Drying may be accomplished by any suitable method, for example,
freeze drying.
[0118] g) Additives
[0119] Toner particles also may contain optional additives, as
desired or required. For example, the toner may include any known
charge additives in amounts of from about 0.1 to about 10 wt %,
from about 0.5 to about 7 wt % of the toner. Examples of such
charge additives include alkyl pyridinium halides, bisulfates, the
charge control additives of U.S. Pat. Nos. 3,944,493, 4,007,293,
4,079,014, 4,394,430 and 4,560,635, the entire disclosure of each
of which herein is incorporated by reference in entirety, negative
charge enhancing additives, such as, aluminum complexes, and the
like.
[0120] Surface additives can be added to the toner compositions
after washing or drying. Other examples of such surface additives
include, for example, metal salts, metal salts of fatty acids,
colloidal silicas, metal oxides, strontium titanates, mixtures
thereof and the like. Surface additives may be present in an amount
of from about 0.1 to about 10 wt %, from about 0.5 to about 7 wt %
of the toner. Examples of such additives include those disclosed in
U.S. Pat. Nos. 3,590,000, 3,720,617, 3,655,374 and 3,983,045, the
entire disclosure of each of which herein is incorporated by
reference in entirety. Other additives include zinc stearate and
AEROSIL R972.RTM. (Degussa). The coated silicas of U.S. Pat Nos.

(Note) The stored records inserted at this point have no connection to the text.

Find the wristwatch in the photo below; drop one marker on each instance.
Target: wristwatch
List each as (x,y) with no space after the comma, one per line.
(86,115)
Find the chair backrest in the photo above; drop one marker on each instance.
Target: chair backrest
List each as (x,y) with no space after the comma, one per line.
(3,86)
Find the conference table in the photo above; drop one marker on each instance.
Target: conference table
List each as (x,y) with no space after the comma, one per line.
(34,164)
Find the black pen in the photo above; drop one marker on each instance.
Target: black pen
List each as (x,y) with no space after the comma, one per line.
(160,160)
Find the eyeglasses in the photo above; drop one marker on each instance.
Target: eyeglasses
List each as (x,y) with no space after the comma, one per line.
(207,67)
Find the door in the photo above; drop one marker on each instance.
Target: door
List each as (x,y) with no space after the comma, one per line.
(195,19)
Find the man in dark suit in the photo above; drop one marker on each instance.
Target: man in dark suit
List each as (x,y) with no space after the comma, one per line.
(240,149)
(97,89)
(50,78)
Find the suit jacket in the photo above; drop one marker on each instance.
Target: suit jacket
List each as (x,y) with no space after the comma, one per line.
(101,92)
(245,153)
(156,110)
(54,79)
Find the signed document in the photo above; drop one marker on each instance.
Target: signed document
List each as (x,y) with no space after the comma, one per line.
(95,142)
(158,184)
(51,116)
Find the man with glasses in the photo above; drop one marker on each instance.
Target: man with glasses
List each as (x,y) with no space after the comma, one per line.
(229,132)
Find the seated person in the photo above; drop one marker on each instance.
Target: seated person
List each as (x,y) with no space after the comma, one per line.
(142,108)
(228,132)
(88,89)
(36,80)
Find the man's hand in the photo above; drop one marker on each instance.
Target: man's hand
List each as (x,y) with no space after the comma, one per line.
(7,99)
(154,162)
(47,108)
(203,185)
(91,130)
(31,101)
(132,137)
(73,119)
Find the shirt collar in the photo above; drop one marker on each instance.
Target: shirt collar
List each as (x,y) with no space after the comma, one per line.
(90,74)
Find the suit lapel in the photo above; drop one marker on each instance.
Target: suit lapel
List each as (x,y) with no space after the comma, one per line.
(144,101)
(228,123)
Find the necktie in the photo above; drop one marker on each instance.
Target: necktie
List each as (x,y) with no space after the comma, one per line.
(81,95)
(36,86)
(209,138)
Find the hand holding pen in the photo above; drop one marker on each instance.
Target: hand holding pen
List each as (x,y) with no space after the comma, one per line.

6,190,815 and 6,004,714, the disclosure of each of which herein is
incorporated by reference in entirety, also can be present in an
amount of from about 0.05 to about 5%, from about 0.1 to about 2%
of the toner, which additives can be added during aggregation or
blended into the formed toner product.
[0121] The characteristics of the toner particles may be determined
by any suitable technique and apparatus. Volume average particle
diameter, D.sub.50v, number average particle diameter, D.sub.16n,
D.sub.50n, GSD.sub.v, GSD.sub.n and so on are examples of
parameters of characterizing particles and particle populations.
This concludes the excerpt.